Amanda D. Francoeur, email@example.com
PHILADELPHIA – While observing immune cells detain parasitic intruders that were injected into the skin of animal models – routine for any immune system – scientists at the University of Pennsylvania discovered that fluorescence imaging allowed them to see a more detailed view of cells patrolling through the tissue, recognizing and apprehending an infection for the first time.
“We need to understand which cells are involved in generating an immune response against these parasites,” said lead investigator Dr. Wolfgang Weninger, now a professor at Centenary Institute of Cancer Medicine and Cell Biology at the University of Sydney in Australia. “A dynamic view of the interactions between these cells and parasites allows us to better understand the orchestration of immune responses.”
A specific subset of immune cells – called dermal dendritic cells, or DDCs – in the second, or dermis, layer of skin function by recognizing and revealing foreign antigen on their surface to inform other immune cells of the infection.
Dermal dendritic cells (yellow fluorescent protein) in the dermis of skin slow their progression through the interstitial tissue space and grow pseudopods to detain foreign parasites (red fluorescent protein). Researchers now can observe, in detail, immune cells capturing an infection in the skin.
In a paper published online November 2008 in the Public Library of Science Pathogens, the researchers report using genetically modified mice to produce yellow fluorescent protein specifically in DDCs. The fluorescence helped to identify DDCs and to track their behavior in space and time. Two-photon microscopy, which uses a near-infrared laser to excite fluorescent probes with little phototoxicity, was used to view living tissue. The study revealed that the DDCs, which were most abundant at 5 to 20 μm, just below the outermost epidermal layer, moved continuously through the dermis in the absence of infection.
The scientists then injected Leishmania major into the dermis layer of the ears of the mice. Distributed by bites from sand flies, the parasite is common in the Middle East. Troops in Iraq and Afghanistan, where the flies are prevalent, have been susceptible to the disease, and skin sores are typical symptoms.
Twenty minutes after injecting L. major into the mice, there was considerable change in the DDCs’ movement. Instead of continuing through the dermis, their mobility stalled, and they seized the infected cells. They then grew highly motile cell protrusions, or dendrites, that wrapped around the infected cells.
The researchers found that the dendrites moved toward the infection at about 2.5 μm per minute and reached up to 50 μm in length. Two to three hours after injection, about 70 percent of the DDCs had absorbed one or more of the parasites.

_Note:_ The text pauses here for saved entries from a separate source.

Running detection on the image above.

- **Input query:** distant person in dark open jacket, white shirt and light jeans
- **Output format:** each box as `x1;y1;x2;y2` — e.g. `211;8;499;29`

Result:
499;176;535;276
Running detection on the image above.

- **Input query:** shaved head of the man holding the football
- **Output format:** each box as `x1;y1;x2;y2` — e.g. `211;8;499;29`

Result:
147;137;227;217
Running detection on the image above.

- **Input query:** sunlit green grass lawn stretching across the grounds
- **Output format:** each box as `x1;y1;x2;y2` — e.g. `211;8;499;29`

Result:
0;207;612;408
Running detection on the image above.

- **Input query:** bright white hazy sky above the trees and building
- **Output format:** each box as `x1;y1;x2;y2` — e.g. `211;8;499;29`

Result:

To test whether the DDCs specifically recognized the infectious contaminants in the skin, the researchers also injected fluorescent latex beads and found that only about 20 percent interacted with the beads. When the beads were injected simultaneously with the parasites, the DDCs went after the parasites only.
The discovery of how the immune system reacts could help researchers develop vaccines to protect against these types of infections.

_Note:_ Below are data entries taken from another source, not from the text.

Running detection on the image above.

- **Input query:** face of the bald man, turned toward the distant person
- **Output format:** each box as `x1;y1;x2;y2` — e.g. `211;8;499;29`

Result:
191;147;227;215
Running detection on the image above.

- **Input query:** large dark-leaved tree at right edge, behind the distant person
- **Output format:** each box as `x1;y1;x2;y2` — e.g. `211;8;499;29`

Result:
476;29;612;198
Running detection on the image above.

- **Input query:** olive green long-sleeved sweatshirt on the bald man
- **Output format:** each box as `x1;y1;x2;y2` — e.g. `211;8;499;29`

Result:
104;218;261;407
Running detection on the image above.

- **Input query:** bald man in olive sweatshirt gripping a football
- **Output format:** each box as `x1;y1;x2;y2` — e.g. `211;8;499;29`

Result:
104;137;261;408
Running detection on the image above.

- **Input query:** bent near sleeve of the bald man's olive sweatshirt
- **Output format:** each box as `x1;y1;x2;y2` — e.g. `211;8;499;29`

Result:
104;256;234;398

“We are currently looking as to how parasites are picked up by DDC,” Weninger said. “Once we identify a specific molecule, we will proceed to design vaccines.”
Studying the interception of parasites also could provide researchers with an application to manage Trypanosomiasis, also a member of the L. major microbe family but capable of much more damage when contracted. The parasite can trigger African sleeping sickness, which, if untreated, can be fatal.